Selon l’enquête Universum Cadres 2025, la fidélité des cadres français s’effondre et les priorités changent. Respect, rémunération et équilibre de vie passent avant les valeurs symboliques et les discours sur le sens. Les entreprises doivent refonder leur promesse employeur sur le vécu concret plutôt que sur l’image.
En apparence, le paysage des employeurs préférés évolue peu. Les grandes marques françaises conservent une aura de stabilité, symbole d’excellence et de sécurité dans un monde professionnel encore marqué par l’incertitude. Mais derrière cette façade, les lignes bougent. LVMH et Airbus demeurent en tête, tandis que L’Oréal et Thales grimpent dans le classement grâce à une image d’innovation soutenue par une communication cohérente et un engagement visible envers les collaborateurs.
À l’inverse, Ubisoft et Decathlon reculent, victimes d’un décalage entre réputation publique et expérience interne. L’attractivité ne se mesure plus seulement à la notoriété, mais à la confiance inspirée par la pratique quotidienne du management et la clarté des trajectoires de carrière.

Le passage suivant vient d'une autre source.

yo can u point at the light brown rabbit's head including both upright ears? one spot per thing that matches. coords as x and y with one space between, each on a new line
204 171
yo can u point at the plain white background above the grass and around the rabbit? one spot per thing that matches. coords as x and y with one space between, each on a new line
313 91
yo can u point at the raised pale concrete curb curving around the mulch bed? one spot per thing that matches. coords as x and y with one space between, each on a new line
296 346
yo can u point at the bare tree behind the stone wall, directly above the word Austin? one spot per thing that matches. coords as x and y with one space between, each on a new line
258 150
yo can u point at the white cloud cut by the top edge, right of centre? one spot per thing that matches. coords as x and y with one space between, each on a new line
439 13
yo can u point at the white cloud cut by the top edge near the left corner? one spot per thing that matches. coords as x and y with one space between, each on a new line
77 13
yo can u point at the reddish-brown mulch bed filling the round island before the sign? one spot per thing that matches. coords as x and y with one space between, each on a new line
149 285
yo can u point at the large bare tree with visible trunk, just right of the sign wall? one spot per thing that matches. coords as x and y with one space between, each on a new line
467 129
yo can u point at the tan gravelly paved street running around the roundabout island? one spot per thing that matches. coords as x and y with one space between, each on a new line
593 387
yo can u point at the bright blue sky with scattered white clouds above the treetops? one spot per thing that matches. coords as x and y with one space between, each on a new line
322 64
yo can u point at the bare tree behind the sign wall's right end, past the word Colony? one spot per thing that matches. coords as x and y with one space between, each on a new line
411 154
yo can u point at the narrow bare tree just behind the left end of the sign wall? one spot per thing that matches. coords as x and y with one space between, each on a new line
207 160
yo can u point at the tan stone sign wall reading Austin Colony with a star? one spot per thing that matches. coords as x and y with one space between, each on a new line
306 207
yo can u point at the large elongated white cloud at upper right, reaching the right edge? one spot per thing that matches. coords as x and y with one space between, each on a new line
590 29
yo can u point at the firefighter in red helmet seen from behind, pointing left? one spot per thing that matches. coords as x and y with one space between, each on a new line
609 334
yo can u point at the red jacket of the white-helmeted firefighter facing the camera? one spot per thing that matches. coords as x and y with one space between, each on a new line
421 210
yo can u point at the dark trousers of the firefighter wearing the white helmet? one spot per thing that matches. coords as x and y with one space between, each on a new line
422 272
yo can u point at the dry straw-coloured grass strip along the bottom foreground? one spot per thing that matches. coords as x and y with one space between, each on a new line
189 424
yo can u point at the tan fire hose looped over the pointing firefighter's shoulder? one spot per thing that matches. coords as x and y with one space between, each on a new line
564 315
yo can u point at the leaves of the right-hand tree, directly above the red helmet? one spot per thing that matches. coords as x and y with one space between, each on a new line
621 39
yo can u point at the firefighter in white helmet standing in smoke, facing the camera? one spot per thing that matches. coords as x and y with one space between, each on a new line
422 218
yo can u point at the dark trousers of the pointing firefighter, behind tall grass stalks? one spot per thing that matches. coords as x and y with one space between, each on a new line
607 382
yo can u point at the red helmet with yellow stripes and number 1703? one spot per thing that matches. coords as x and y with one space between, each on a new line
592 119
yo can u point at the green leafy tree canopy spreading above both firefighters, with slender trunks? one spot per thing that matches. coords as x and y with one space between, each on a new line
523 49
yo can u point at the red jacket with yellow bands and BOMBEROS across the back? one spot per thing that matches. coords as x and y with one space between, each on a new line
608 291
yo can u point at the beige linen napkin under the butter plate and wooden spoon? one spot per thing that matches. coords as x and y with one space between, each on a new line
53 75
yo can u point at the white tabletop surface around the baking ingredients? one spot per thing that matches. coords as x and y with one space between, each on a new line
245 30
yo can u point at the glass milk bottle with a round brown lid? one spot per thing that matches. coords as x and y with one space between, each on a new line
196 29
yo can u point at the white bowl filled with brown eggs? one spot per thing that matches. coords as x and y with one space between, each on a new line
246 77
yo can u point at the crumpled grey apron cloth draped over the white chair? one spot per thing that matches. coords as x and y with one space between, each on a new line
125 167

Une fidélité en chute libre malgré la prudence économique
Les dynamiques sectorielles confirment la progression du numérique et du conseil. Capgemini, Dassault Systèmes, CGI ou Thales incarnent une attractivité nouvelle fondée sur la compétence, la stabilité et la perspective d’évolution. Dans l’ingénierie, la possibilité d’évoluer à l’international et de travailler sur l’intelligence artificielle renforce l’intérêt des candidats. Le conseil en stratégie et les sociétés d’ingénierie retrouvent un rôle de référence, à contre-courant du recul observé dans l’audit. Ce mouvement traduit une évolution des attentes. Les cadres cherchent moins le prestige institutionnel que la maîtrise de leur trajectoire et la reconnaissance de leur expertise.
Plus d’un cadre sur deux prévoit de quitter son entreprise d’ici deux ans. Ce record traduit une perte de confiance envers la promesse employeur et un décalage croissant entre discours et pratiques. L’équilibre de vie devient le premier critère de choix, mentionné par 73 % des cadres expérimentés, tandis que les jeunes diplômés valorisent davantage le droit à la déconnexion. Les entreprises qui tardent à instaurer des formes effectives de flexibilité s’exposent à une érosion accélérée de leurs capacités à attirer et à retenir les talents. La fidélisation passe désormais par des conditions de travail concrètes et un management de proximité. Les slogans ne suffisent plus.
La fracture générationnelle à l'épreuve de l’IA
La transition numérique met en lumière un décalage entre générations. Seuls 47 % des cadres se sont formés à l’IA contre 59 % des étudiants. Ce retard alimente un risque de déclassement technologique de l’encadrement intermédiaire. Les jeunes profils, plus familiers des outils de productivité et des agents conversationnels, affirment et renforcent leur pouvoir d’initiative. La formation continue devient une condition de maintien dans l’emploi plutôt qu’un avantage. Les entreprises qui investissent dans la requalification préservent la compétitivité de leurs équipes et évitent une fracture générationnelle susceptible de fragiliser leur organisation.
Les enseignements du rapport Universum 2025 marquent un tournant. La marque employeur, longtemps centrée sur la communication et la mise en scène, doit céder la place à une marque d’expérience fondée sur la cohérence entre discours et réalité. Elle pourrait se résumer ainsi : ce n’est pas en installant un babyfoot et un panier de fruits dans l’entreprise que l’on renforce l’engagement, mais en respectant les collaborateurs, en les rémunérant équitablement et en leur donnant les moyens d’évoluer. Aussi, pour rester compétitives, les entreprises doivent passer d’une logique de séduction à une logique de confiance. La fidélisation repose désormais sur la crédibilité du quotidien, non sur l’image projetée.